We present the recent breakthrough paper of Kane, Lovett and Moran (arXiv, 2017),

which gives nearly optimal algorithms for k-SUM and related problems in the linear decision tree model.

In this problem we are given n real numbers and want to determine whether there exist k among them that sum up to 0.

In the model we only count linear sign tests involving the input numbers. All other operations are for free, but they are not

allowed to access the input explicitly.

[KLM'17] solves k-SUM with O(kn\log^2 n) linear tests, each of which is 2k-sparse (has at most 2k nonzero terms),

with only +1,-1 coefficients.

The same technique can sort A+B, for sets A,B or n real numbers each, with O(n\log^2 n) linear tests, all 8-sparse

with +1,-1 coefficients, and several other problems of this sort, including SubsetSum (with O(n^2\log n) linear tests).

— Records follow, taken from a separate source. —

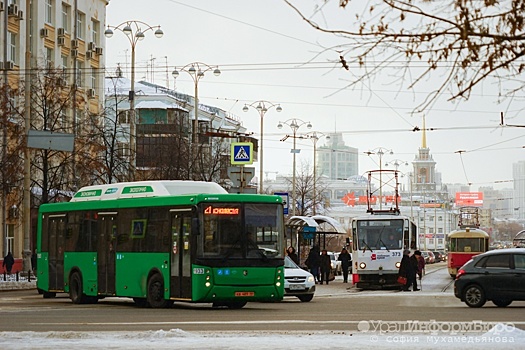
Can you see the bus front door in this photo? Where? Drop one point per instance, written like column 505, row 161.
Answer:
column 180, row 278
column 56, row 230
column 107, row 223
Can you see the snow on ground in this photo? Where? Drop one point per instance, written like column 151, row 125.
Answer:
column 176, row 338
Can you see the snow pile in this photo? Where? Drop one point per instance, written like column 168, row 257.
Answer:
column 510, row 338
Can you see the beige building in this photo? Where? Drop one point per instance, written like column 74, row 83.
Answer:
column 63, row 34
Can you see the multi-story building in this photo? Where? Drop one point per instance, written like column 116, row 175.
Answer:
column 337, row 161
column 53, row 35
column 164, row 127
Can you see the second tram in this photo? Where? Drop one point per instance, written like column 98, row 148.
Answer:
column 467, row 241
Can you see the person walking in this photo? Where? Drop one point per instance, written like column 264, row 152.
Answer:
column 313, row 262
column 420, row 264
column 407, row 270
column 292, row 254
column 326, row 266
column 8, row 263
column 346, row 262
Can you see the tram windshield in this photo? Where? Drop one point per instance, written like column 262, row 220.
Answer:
column 380, row 234
column 467, row 244
column 249, row 231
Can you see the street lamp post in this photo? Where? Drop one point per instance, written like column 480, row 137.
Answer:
column 262, row 107
column 380, row 151
column 315, row 136
column 196, row 70
column 134, row 31
column 294, row 124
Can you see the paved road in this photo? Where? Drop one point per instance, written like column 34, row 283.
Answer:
column 337, row 306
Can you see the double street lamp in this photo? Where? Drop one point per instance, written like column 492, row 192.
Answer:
column 315, row 136
column 380, row 151
column 135, row 32
column 196, row 70
column 294, row 124
column 262, row 107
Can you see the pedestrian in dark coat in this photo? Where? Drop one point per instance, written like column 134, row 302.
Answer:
column 8, row 263
column 346, row 262
column 313, row 262
column 292, row 254
column 407, row 270
column 326, row 266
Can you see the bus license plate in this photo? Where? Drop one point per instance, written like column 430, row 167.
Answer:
column 297, row 287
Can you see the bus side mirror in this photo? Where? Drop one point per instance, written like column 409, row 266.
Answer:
column 195, row 227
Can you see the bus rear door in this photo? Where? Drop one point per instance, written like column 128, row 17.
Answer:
column 107, row 224
column 180, row 278
column 56, row 234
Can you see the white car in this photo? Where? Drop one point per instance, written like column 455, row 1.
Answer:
column 298, row 282
column 337, row 269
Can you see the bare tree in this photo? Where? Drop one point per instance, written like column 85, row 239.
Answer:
column 464, row 41
column 58, row 173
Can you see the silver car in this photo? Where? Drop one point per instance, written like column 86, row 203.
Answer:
column 298, row 282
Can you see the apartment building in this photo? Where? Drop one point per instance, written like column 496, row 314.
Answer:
column 59, row 35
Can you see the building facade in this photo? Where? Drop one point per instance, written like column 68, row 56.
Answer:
column 39, row 39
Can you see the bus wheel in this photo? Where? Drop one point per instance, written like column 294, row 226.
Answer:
column 156, row 292
column 236, row 304
column 49, row 295
column 76, row 293
column 141, row 302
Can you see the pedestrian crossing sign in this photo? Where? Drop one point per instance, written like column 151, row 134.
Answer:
column 242, row 153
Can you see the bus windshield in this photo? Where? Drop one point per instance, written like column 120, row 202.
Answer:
column 241, row 231
column 379, row 234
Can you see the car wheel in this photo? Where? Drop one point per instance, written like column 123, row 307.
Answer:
column 156, row 292
column 474, row 296
column 306, row 298
column 502, row 302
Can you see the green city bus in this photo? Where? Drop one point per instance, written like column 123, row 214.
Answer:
column 162, row 241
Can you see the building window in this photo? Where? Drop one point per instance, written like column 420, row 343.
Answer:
column 66, row 10
column 123, row 149
column 81, row 20
column 11, row 47
column 95, row 29
column 49, row 58
column 49, row 12
column 123, row 116
column 79, row 73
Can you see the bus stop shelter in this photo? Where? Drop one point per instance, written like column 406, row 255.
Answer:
column 306, row 231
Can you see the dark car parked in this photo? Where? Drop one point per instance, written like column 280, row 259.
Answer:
column 497, row 275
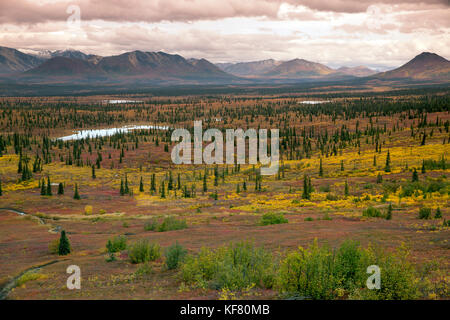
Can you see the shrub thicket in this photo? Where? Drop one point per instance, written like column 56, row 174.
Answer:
column 144, row 251
column 174, row 254
column 273, row 218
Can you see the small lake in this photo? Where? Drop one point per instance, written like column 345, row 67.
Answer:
column 122, row 101
column 314, row 102
column 92, row 133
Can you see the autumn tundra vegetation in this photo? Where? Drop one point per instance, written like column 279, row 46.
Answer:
column 362, row 181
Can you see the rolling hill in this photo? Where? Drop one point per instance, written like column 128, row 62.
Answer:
column 426, row 65
column 14, row 61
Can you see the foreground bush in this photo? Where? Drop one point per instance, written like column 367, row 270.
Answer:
column 143, row 251
column 424, row 213
column 116, row 244
column 273, row 218
column 233, row 267
column 174, row 254
column 372, row 212
column 323, row 273
column 168, row 224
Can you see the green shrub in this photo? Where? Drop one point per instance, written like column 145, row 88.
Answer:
column 174, row 254
column 272, row 218
column 143, row 251
column 53, row 247
column 168, row 224
column 151, row 225
column 144, row 270
column 64, row 247
column 424, row 213
column 308, row 273
column 438, row 214
column 372, row 212
column 322, row 273
column 331, row 197
column 233, row 267
column 116, row 244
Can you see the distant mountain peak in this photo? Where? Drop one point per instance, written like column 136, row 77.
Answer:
column 426, row 65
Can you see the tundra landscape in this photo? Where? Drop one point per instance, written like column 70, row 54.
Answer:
column 303, row 154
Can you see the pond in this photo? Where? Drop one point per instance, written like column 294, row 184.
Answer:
column 314, row 102
column 92, row 133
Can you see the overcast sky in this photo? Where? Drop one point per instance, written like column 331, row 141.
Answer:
column 383, row 33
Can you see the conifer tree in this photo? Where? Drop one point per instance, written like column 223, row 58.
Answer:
column 64, row 244
column 126, row 189
column 389, row 213
column 438, row 214
column 205, row 186
column 43, row 188
column 387, row 168
column 76, row 195
column 415, row 176
column 306, row 188
column 122, row 188
column 320, row 168
column 60, row 188
column 141, row 186
column 163, row 190
column 49, row 187
column 346, row 192
column 153, row 183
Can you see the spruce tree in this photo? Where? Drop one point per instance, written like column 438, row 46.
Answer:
column 163, row 190
column 126, row 188
column 153, row 184
column 415, row 176
column 320, row 168
column 141, row 186
column 43, row 189
column 49, row 187
column 389, row 213
column 64, row 244
column 438, row 214
column 387, row 168
column 122, row 189
column 60, row 188
column 306, row 188
column 76, row 195
column 205, row 186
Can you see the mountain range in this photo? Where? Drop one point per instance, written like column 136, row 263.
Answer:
column 138, row 66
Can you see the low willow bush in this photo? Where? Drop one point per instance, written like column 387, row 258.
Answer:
column 168, row 224
column 144, row 251
column 174, row 254
column 372, row 212
column 320, row 272
column 116, row 244
column 232, row 267
column 272, row 218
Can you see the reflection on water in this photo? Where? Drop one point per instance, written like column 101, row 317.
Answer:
column 122, row 101
column 83, row 134
column 314, row 102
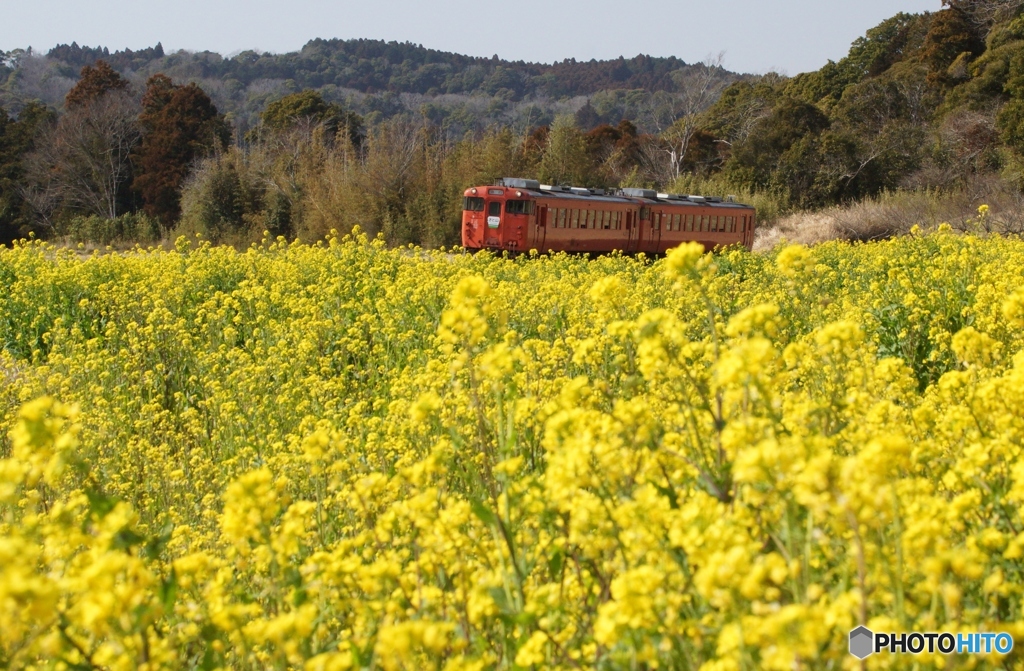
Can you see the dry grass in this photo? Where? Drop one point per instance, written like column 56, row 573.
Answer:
column 895, row 213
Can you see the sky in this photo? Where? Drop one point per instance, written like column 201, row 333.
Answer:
column 756, row 36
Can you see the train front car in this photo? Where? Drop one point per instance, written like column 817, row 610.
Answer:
column 500, row 217
column 518, row 214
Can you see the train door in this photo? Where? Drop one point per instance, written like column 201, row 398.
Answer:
column 493, row 232
column 657, row 222
column 540, row 228
column 630, row 234
column 640, row 221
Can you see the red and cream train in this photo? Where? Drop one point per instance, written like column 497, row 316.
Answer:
column 522, row 214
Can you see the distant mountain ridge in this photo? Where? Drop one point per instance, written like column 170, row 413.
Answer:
column 376, row 66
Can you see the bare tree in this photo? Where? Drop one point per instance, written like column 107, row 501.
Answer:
column 84, row 161
column 696, row 88
column 987, row 12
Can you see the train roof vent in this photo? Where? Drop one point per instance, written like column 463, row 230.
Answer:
column 639, row 193
column 519, row 182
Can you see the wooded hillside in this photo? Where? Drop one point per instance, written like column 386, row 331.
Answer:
column 386, row 135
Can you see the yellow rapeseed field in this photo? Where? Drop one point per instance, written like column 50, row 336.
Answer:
column 348, row 457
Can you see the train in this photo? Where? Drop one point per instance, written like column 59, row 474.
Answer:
column 516, row 214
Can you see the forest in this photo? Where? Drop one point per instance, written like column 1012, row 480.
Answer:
column 926, row 113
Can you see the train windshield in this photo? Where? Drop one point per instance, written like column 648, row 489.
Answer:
column 519, row 207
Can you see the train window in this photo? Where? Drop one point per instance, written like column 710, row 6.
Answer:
column 519, row 207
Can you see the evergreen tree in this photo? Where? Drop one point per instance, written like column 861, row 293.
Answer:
column 179, row 125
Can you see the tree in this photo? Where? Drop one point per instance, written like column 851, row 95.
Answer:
column 95, row 81
column 309, row 109
column 780, row 150
column 15, row 140
column 83, row 163
column 565, row 159
column 950, row 35
column 179, row 124
column 695, row 90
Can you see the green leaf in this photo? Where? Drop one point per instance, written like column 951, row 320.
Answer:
column 485, row 514
column 169, row 590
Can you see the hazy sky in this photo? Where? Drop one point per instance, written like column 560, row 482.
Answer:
column 790, row 36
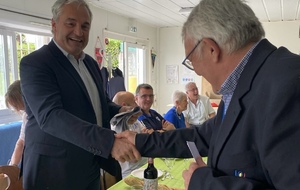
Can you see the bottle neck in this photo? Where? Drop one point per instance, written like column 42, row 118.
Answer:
column 151, row 161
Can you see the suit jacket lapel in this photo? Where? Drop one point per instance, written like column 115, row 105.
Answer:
column 258, row 57
column 64, row 62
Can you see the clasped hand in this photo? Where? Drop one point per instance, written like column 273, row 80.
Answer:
column 124, row 149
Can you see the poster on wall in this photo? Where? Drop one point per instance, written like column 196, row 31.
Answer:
column 186, row 79
column 172, row 74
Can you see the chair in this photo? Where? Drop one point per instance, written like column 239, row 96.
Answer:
column 13, row 174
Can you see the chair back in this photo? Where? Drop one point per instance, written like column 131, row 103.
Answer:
column 13, row 173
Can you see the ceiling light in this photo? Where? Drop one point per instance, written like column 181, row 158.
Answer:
column 186, row 10
column 40, row 24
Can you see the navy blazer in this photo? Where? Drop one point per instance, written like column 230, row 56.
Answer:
column 256, row 146
column 64, row 148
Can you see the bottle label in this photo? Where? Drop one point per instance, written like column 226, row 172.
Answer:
column 150, row 184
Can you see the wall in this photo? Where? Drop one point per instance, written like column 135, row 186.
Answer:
column 172, row 53
column 116, row 24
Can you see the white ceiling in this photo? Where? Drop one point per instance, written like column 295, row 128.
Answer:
column 165, row 13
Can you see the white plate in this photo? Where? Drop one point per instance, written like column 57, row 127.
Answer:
column 139, row 173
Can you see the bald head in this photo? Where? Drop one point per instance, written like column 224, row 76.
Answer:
column 124, row 98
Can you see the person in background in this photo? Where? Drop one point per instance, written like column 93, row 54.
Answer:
column 14, row 101
column 68, row 135
column 252, row 142
column 175, row 115
column 124, row 98
column 144, row 97
column 199, row 108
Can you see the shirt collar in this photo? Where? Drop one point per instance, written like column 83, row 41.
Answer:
column 67, row 54
column 230, row 83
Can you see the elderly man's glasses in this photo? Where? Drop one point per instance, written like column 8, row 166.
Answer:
column 145, row 96
column 186, row 62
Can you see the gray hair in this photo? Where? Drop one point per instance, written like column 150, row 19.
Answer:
column 230, row 23
column 58, row 5
column 178, row 96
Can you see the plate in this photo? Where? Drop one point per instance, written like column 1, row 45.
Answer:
column 139, row 173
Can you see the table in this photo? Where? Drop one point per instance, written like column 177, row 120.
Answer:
column 176, row 171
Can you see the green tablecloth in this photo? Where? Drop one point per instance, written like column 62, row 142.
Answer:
column 176, row 171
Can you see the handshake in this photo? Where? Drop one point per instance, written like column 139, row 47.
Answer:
column 124, row 147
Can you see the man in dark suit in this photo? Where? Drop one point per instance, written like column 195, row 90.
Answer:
column 253, row 142
column 68, row 136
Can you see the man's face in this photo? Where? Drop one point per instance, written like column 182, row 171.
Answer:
column 131, row 102
column 145, row 99
column 183, row 104
column 192, row 92
column 71, row 30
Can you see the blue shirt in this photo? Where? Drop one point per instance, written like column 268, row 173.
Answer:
column 228, row 87
column 173, row 117
column 152, row 121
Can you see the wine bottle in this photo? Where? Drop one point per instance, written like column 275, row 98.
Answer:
column 150, row 176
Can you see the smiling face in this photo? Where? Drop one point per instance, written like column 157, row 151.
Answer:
column 182, row 104
column 71, row 29
column 192, row 92
column 145, row 99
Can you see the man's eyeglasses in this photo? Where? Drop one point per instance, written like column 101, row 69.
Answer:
column 186, row 62
column 145, row 96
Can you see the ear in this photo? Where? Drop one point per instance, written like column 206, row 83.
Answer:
column 214, row 49
column 53, row 24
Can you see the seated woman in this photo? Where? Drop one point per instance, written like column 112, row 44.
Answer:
column 175, row 115
column 14, row 101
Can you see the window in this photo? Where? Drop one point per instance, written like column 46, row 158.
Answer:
column 13, row 46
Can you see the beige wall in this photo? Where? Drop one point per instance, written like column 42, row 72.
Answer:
column 172, row 52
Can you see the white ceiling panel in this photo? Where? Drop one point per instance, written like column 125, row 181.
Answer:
column 274, row 9
column 165, row 13
column 290, row 9
column 259, row 9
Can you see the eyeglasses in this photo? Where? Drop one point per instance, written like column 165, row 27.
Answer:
column 186, row 62
column 145, row 96
column 193, row 89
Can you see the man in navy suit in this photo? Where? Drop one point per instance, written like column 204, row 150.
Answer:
column 68, row 136
column 253, row 142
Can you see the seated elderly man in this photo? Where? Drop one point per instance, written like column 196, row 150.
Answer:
column 144, row 98
column 124, row 98
column 175, row 115
column 199, row 108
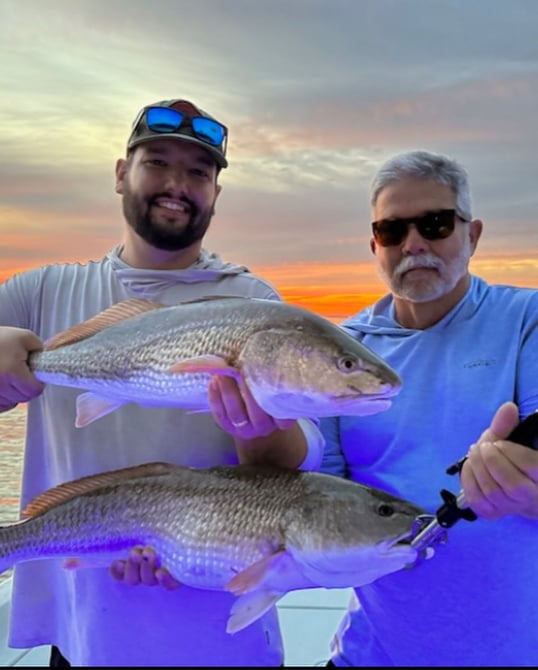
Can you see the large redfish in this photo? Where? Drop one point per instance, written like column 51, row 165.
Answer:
column 256, row 531
column 295, row 362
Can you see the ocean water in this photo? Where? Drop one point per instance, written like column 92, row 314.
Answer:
column 12, row 432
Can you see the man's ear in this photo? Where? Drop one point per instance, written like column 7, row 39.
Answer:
column 121, row 171
column 475, row 231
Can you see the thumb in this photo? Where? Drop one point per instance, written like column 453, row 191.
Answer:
column 505, row 420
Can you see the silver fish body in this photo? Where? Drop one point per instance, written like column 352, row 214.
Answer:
column 295, row 362
column 256, row 531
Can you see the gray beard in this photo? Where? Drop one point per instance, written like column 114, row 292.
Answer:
column 448, row 275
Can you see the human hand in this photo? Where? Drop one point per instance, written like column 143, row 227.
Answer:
column 500, row 477
column 143, row 567
column 236, row 411
column 17, row 382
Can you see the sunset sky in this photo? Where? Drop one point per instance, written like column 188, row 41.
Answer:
column 316, row 94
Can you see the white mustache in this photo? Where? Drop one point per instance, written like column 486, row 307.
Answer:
column 414, row 262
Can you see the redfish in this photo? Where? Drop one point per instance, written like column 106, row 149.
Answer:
column 295, row 362
column 255, row 531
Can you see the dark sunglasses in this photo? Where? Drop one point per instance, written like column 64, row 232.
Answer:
column 168, row 120
column 431, row 226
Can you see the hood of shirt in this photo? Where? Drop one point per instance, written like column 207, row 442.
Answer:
column 208, row 267
column 379, row 318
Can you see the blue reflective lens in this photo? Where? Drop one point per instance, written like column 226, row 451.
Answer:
column 166, row 120
column 208, row 130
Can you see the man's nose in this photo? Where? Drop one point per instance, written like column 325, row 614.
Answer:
column 414, row 242
column 177, row 178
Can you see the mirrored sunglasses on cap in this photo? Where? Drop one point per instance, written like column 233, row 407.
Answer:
column 166, row 120
column 431, row 226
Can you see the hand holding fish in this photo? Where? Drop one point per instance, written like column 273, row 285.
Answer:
column 259, row 437
column 17, row 382
column 143, row 567
column 500, row 477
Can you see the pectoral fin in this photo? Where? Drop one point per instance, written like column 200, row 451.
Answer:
column 91, row 407
column 257, row 574
column 206, row 364
column 249, row 608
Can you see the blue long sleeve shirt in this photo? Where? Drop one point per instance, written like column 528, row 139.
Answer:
column 474, row 602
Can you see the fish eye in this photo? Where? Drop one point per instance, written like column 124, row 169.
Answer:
column 385, row 510
column 347, row 363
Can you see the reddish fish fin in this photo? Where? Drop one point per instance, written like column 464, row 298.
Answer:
column 249, row 608
column 68, row 490
column 251, row 578
column 91, row 406
column 119, row 312
column 205, row 364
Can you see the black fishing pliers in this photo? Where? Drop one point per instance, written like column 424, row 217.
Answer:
column 430, row 529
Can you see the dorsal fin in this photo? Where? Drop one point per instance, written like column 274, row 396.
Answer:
column 63, row 492
column 119, row 312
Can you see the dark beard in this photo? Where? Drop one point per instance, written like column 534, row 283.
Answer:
column 138, row 216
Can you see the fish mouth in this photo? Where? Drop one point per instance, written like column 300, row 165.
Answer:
column 404, row 539
column 419, row 524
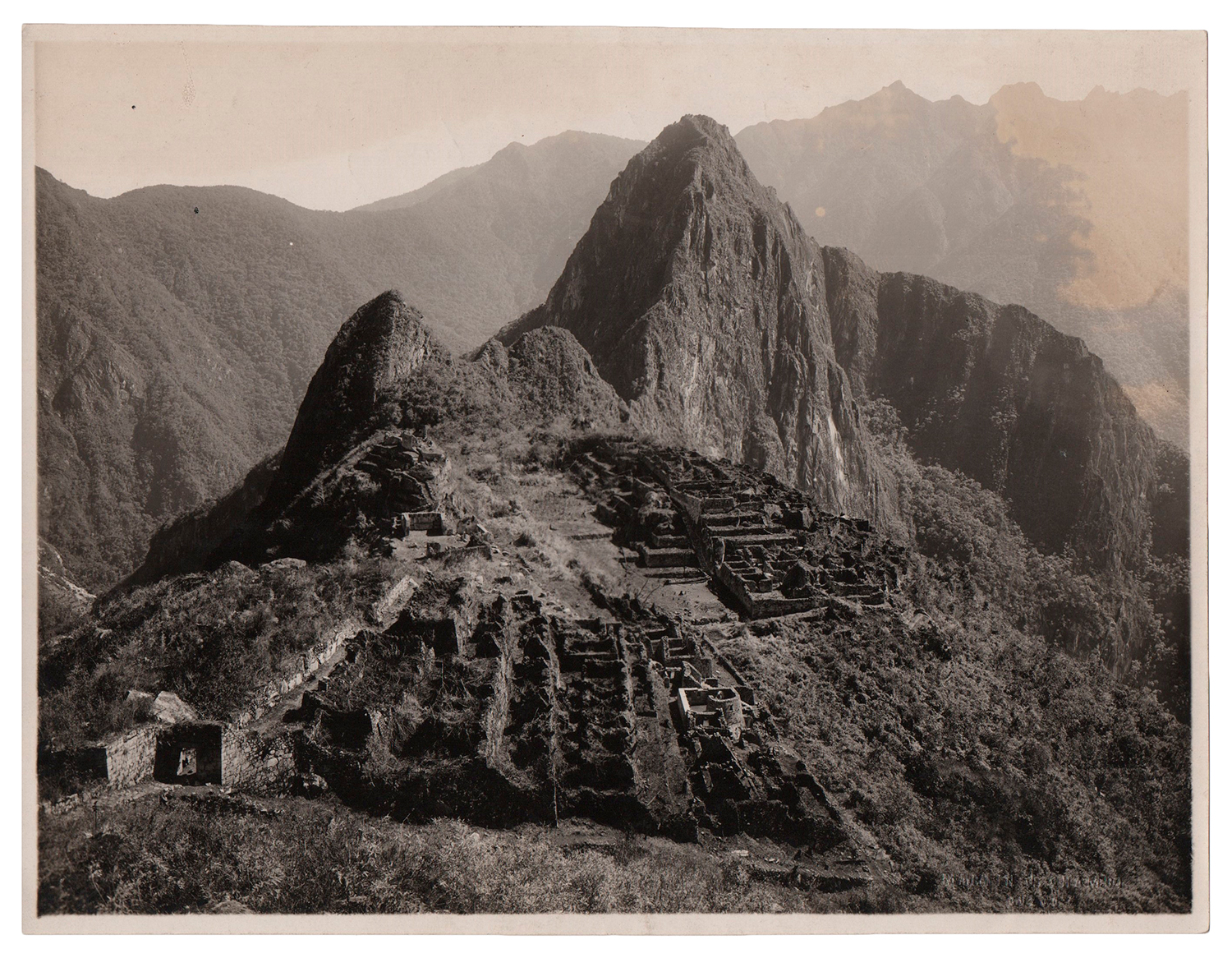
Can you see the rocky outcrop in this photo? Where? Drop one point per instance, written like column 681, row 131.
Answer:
column 371, row 360
column 729, row 329
column 702, row 303
column 551, row 375
column 1000, row 394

These results improve earlier results by roughly a factor of n.

The paradigm in [KLM'17], as in all earlier works, is to regard the input set (x1,x2,...,xn) as a point in R^n, regard each

test that we want to perform (e.g., that k concrete input elements add up to 0) as an equation of a hyperplane in R^n,

and solve the resulting problem of point location in the arrangement of these hyperplanes.

The novelty in [KLM'17] is the use of a new tool, inferences and inference dimension, introduced by the authors in their study of active learning.